We cite the current version of our aggravated assault statute, A.R.S. § 13–1204, as the relevant provisions have not changed since its amendment. See 2011 Ariz. Sess. Laws, ch. 90, § 6.

¶ 32 Accordingly, Inzunza has failed to demonstrate that the elements of his second-degree assault offense do not conform to Arizona law, and we have discovered no variance that would warrant relief under a fundamental error standard of review. See State v. Fernandez, 216 Ariz. 545, ¶ 32, 169 P.3d 641, 650 (App.2007) (“[W]e will not ignore [fundamental error] when we find it.”).

Historical Prior

¶ 33 Having confirmed that the out-of-state conviction would be a felony in Arizona, we next must decide whether it was also a historical prior felony conviction under the former A.R.S. § 13–105(22). 2008 Ariz. Sess. Laws, ch. 301, § 10. We assume, without deciding, that an exclusive analysis of statutory and common-law elements is likewise applicable to this determination. See State v. Sharma, 216 Ariz. 292, ¶ 30, 165 P.3d 693, 699 (App.2007) (analyzing federal statutes under prior Arizona repetitive-offender law). By considering only the elements of the offenses, we thereby ensure that the prior fact-finder actually made all the relevant legal determinations, see State v.

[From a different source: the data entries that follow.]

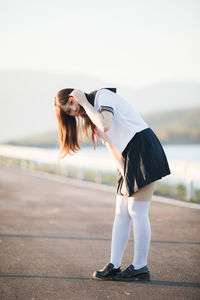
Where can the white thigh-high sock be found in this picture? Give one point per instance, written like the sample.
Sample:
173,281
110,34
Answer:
139,211
121,230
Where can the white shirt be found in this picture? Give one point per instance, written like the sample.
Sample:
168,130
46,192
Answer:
126,121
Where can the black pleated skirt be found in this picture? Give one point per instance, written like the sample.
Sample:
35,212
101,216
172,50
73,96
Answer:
144,162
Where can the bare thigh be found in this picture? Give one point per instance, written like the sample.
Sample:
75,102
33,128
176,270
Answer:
145,193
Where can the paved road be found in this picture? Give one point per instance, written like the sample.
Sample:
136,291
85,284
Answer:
53,235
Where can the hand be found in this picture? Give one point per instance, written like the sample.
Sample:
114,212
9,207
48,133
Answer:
102,135
79,96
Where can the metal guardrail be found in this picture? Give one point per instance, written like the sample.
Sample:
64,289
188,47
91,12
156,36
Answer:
188,171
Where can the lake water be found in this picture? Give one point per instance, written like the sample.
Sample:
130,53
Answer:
189,153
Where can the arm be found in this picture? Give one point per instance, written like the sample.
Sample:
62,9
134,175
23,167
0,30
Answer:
102,120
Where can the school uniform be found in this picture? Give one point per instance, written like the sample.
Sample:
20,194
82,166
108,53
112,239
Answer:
144,158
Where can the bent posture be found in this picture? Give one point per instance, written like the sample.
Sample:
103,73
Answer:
140,162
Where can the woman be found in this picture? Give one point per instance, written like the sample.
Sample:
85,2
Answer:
140,161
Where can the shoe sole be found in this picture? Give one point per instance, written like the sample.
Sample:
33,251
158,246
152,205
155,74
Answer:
139,277
102,278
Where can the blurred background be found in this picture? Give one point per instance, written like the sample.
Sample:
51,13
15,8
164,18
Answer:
148,50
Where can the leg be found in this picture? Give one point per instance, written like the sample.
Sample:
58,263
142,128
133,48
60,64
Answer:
121,230
138,207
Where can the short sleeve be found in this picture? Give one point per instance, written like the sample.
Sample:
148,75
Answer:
106,100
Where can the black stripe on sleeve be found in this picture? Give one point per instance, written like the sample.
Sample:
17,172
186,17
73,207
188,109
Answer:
108,108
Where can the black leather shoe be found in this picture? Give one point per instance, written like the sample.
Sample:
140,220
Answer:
130,274
106,273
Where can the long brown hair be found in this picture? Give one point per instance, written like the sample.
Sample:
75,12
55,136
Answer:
70,128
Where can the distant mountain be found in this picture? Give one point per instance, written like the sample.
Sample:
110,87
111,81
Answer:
27,99
180,126
171,127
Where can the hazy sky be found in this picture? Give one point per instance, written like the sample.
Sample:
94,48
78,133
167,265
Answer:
134,42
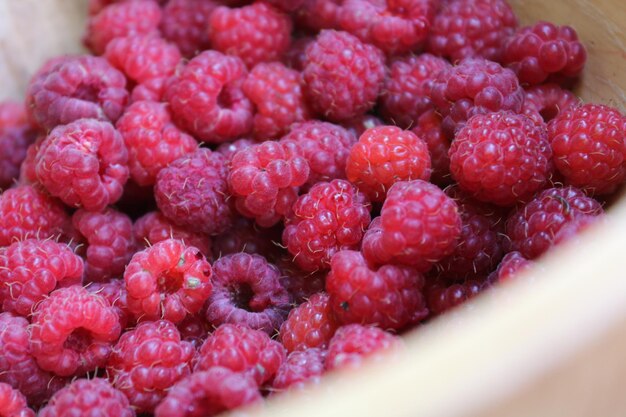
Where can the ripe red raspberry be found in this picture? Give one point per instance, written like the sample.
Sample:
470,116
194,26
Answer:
147,361
153,141
241,350
353,344
501,158
474,86
88,397
73,331
343,76
310,325
247,291
544,49
192,192
31,269
533,227
137,17
209,393
276,93
26,212
331,217
472,28
385,155
167,281
264,178
419,225
206,98
110,245
74,88
589,146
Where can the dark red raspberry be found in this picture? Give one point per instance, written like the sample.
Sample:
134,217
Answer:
88,397
26,212
276,92
310,325
331,217
343,76
74,88
147,361
501,158
406,93
153,141
247,291
472,28
73,331
419,226
168,280
353,344
533,227
110,245
206,98
264,178
137,17
474,86
241,350
300,370
192,192
209,393
385,155
589,146
544,49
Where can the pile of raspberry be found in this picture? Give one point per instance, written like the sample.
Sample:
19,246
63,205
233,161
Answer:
228,200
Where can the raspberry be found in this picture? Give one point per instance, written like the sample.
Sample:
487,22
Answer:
26,212
73,331
147,361
419,225
331,217
310,325
501,158
472,28
385,155
301,369
255,33
74,88
533,227
589,146
109,236
209,393
277,95
137,17
539,51
184,23
247,291
406,93
354,343
153,141
192,192
474,86
264,178
32,269
343,76
168,280
206,98
241,350
88,397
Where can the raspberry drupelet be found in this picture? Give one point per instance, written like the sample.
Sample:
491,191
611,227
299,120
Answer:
147,361
167,281
84,163
73,331
247,291
343,76
385,155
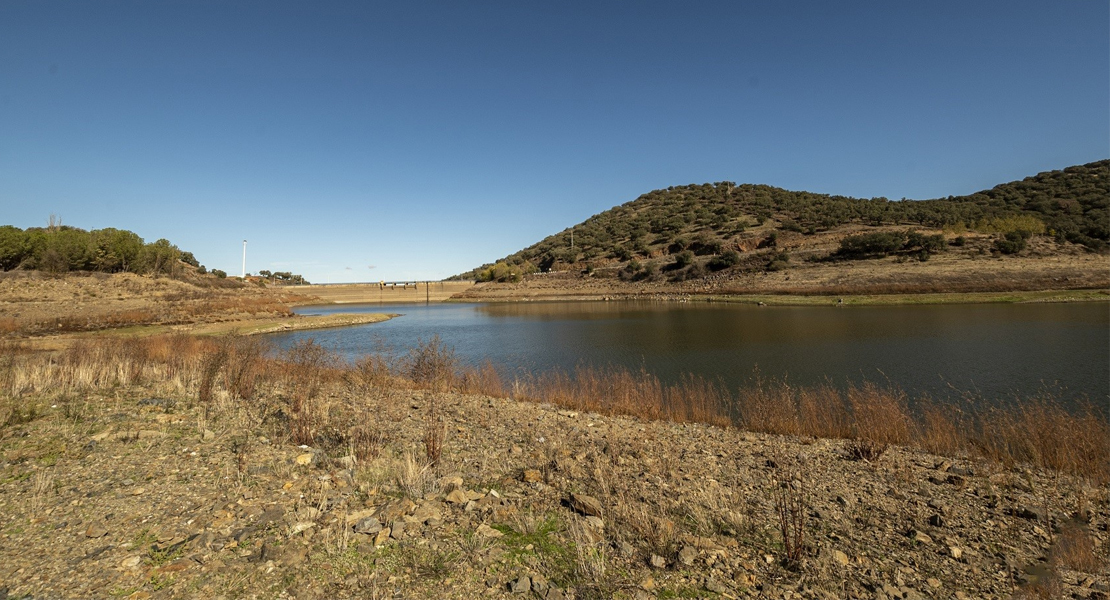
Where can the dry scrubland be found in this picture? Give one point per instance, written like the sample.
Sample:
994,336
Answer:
36,304
962,272
181,467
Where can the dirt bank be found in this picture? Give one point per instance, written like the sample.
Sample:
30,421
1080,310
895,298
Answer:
141,491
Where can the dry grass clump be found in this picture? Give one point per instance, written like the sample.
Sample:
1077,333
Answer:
616,390
1040,431
880,418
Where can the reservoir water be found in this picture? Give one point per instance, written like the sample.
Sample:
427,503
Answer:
994,351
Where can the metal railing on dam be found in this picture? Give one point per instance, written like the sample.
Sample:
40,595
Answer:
383,292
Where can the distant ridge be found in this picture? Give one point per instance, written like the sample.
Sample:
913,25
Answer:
716,220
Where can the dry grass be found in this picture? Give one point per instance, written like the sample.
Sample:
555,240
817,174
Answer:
1038,431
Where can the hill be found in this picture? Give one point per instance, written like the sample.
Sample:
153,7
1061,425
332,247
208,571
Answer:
724,230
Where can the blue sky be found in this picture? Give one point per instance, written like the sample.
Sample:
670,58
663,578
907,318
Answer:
424,139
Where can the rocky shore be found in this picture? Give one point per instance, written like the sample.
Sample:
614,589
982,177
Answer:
142,491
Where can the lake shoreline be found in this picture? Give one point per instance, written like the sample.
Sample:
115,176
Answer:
161,480
814,300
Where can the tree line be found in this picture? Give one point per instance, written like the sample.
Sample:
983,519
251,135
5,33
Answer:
60,248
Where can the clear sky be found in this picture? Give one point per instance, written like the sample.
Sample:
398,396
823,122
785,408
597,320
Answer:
423,139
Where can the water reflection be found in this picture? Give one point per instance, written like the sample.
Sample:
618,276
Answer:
998,351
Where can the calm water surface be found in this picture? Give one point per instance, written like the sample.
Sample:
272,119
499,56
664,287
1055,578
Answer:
996,351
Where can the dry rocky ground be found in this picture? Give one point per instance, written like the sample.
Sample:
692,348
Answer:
141,491
33,303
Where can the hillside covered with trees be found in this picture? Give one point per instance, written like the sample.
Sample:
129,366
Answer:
61,248
717,226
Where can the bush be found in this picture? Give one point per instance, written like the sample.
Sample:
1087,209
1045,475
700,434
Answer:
871,244
1012,242
878,244
729,257
684,258
778,262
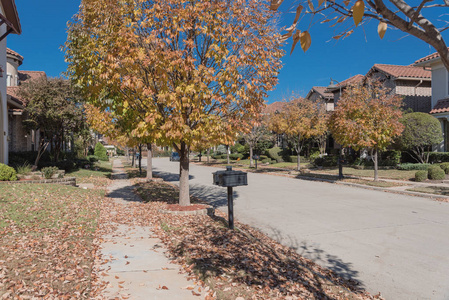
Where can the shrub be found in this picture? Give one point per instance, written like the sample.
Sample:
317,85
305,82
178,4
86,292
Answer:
421,175
24,169
438,157
413,166
326,161
48,172
275,154
100,152
7,173
445,167
436,173
235,156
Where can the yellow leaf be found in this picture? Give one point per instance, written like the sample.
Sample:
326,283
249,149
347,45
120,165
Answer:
295,40
381,29
357,11
306,40
275,4
298,13
311,5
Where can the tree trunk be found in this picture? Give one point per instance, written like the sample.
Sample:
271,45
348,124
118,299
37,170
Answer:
374,156
149,162
250,155
298,151
140,159
184,196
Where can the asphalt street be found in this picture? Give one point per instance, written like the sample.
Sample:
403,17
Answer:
394,244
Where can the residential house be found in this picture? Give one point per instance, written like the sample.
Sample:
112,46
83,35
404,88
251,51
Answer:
440,94
19,138
320,93
338,89
413,83
9,23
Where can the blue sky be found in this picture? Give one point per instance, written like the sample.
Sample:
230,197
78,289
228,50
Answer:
44,31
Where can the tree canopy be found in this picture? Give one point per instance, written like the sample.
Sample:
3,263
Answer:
423,19
367,116
193,69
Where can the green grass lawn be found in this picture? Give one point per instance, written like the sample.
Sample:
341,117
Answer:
98,175
47,235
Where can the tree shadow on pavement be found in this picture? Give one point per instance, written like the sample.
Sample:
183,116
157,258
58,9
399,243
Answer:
319,256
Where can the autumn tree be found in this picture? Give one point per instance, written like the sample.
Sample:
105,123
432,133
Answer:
258,131
193,69
299,120
421,132
121,130
53,107
416,18
367,116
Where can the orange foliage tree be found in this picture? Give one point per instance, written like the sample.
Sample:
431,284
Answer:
367,117
299,120
416,18
191,69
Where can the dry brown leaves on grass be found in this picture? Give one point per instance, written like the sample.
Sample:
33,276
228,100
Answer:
241,263
46,248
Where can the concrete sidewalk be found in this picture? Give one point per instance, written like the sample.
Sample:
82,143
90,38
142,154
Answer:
134,264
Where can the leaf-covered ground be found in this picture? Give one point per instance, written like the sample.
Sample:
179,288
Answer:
240,263
46,248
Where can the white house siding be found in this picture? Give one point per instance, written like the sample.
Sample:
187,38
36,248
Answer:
3,100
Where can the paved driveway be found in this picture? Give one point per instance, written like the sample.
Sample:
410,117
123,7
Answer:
394,244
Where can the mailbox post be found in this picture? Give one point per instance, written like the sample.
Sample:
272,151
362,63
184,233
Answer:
230,179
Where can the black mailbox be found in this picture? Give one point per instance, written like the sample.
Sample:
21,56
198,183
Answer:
230,178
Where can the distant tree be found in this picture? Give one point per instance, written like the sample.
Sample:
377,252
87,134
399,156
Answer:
367,117
100,151
416,18
257,133
421,131
299,119
54,107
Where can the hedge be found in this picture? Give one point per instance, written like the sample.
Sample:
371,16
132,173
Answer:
413,166
421,175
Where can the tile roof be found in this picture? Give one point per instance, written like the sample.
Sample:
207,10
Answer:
13,92
322,90
441,106
273,107
14,53
25,75
404,71
428,57
351,80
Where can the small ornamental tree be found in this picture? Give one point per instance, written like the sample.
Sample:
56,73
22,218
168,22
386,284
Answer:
100,151
421,131
299,120
193,69
416,18
367,117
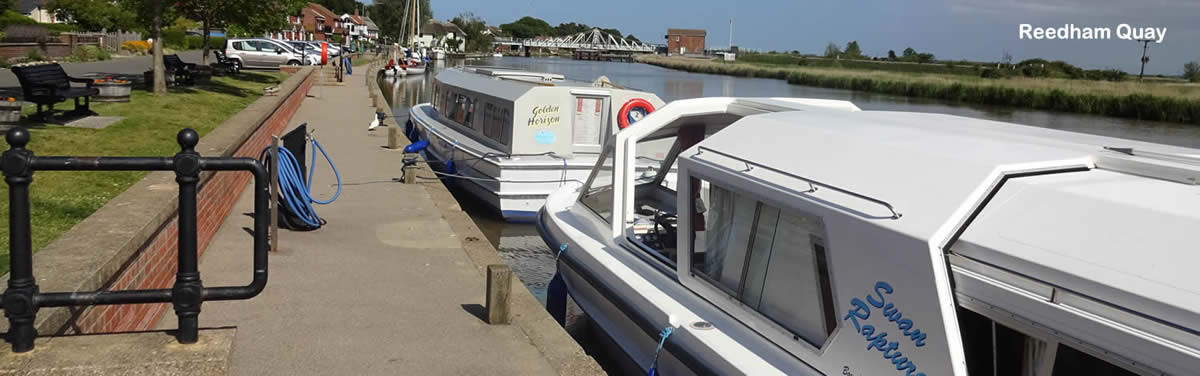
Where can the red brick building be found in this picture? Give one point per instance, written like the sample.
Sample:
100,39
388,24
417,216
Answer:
685,41
315,23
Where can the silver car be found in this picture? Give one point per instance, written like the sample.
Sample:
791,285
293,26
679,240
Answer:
263,53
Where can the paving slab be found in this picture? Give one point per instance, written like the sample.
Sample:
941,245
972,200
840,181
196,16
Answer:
129,353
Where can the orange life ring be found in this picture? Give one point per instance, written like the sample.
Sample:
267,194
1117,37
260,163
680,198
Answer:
633,111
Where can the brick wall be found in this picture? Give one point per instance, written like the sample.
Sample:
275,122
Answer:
154,266
51,51
694,45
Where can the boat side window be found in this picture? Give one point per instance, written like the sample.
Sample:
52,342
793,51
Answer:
469,109
505,126
454,103
771,260
996,350
598,192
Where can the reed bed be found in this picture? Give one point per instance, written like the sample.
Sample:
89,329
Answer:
1145,101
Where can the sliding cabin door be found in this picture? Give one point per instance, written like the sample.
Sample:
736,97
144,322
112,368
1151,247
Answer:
589,123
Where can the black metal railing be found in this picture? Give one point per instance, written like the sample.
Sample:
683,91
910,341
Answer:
22,300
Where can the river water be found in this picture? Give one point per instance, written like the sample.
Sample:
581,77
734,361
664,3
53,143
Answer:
533,261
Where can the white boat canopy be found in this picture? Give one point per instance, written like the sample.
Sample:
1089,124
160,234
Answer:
1090,240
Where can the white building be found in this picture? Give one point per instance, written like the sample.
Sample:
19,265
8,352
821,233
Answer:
442,34
37,11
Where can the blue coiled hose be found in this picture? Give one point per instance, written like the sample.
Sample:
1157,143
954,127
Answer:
297,194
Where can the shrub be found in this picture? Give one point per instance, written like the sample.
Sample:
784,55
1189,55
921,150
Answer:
136,47
174,39
1192,71
34,54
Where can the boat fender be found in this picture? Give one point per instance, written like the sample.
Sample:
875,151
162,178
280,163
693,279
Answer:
633,111
417,147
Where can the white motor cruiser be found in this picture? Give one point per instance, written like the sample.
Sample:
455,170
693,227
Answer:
810,238
510,137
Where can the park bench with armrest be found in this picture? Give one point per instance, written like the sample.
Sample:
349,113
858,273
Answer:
48,84
183,71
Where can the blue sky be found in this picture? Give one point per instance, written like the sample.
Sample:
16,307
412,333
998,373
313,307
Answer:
951,29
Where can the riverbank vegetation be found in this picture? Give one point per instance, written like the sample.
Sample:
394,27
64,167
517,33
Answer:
150,123
1176,102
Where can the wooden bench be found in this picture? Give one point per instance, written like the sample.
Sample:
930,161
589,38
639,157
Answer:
48,84
183,71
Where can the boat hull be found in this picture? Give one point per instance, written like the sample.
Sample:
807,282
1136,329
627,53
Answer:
515,190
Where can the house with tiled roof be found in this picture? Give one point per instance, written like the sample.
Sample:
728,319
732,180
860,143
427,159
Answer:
442,34
313,23
372,29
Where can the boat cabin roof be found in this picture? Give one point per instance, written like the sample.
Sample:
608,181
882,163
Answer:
1111,226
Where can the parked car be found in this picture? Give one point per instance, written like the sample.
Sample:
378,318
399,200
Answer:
263,53
305,48
334,49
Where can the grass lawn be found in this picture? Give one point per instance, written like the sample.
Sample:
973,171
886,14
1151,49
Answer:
60,200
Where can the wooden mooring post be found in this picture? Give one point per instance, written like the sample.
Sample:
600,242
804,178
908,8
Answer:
499,284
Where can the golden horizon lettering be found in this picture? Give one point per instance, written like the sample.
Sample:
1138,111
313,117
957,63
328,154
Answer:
544,115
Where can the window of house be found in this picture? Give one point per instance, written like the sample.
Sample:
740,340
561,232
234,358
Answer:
772,260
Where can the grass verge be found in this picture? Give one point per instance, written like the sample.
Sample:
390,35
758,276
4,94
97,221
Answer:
1145,101
60,200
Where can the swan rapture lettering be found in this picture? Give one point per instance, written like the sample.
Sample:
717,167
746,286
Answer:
877,339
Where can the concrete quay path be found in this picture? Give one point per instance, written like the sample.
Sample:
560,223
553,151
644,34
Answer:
390,286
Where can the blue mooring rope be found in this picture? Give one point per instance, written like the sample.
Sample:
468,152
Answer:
295,191
663,339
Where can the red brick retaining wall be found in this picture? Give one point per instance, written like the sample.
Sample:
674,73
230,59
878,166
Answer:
154,266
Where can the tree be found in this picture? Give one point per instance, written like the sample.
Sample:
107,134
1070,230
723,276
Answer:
1192,71
527,28
154,12
852,51
473,27
94,15
832,51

Morrison, 181 Ariz. 279, 281, 889 P.2d 637, 639 (App.1995), and we also free courts from “the burden of making factual determinations about the defendant's underlying conduct.” Crawford, 214 Ariz. 129, ¶ 9, 149 P.3d at 756.

¶ 34 As noted above, the conviction here was statutorily narrowed by Inzunza's information and judgment, which specified that his offense was committed under the subsection that proscribes “[a]ssault[ ] ... with a deadly weapon.” Wash. Rev.Code § 9A.36.021(1)(c). The judgment also included a special finding, as alleged in the information, that Inzunza had been armed with a “deadly weapon” when he committed the offense, in violation of Wash. Rev.Code § 9.94A.125 (1991). A “deadly weapon” is defined by this statute as “an implement or instrument which has the capacity to inflict death and from the manner in which it is used, is likely to produce or may easily and readily produce death.” Id.

¶ 35 For sentence enhancement purposes, the former A.R.S. § 13–105(22)(a)(iii) defined an offense as a historical prior felony conviction if it “involved the use or exhibition of a deadly weapon or dangerous instrument.” 2008 Ariz. Sess. Laws, ch. 301, § 10. The definition of a “dangerous instrument” under the former A.R.S. § 13–105(12), in turn, encompassed precisely that which would be a “deadly weapon” under Washington law. Compare 2008 Ariz. Sess. Laws, ch. 301, § 10 (“ ‘Dangerous instrument’ means anything that under the circumstances in which it is used, attempted to be used or threatened to be used is readily capable of causing death or serious physical injury.”), withWash. Rev.Code § 9A.04. 110(6) ( “ ‘Deadly weapon’ ... include[s] any ... weapon, device, instrument, article, or substance ... which, under the circumstances in which it is used, attempted to be used, or threatened to be used, is readily capable of causing death or substantial bodily harm.”). Because the Washington conviction was therefore a valid historical prior felony conviction, we find no error with respect to Inzunza's enhanced sentences.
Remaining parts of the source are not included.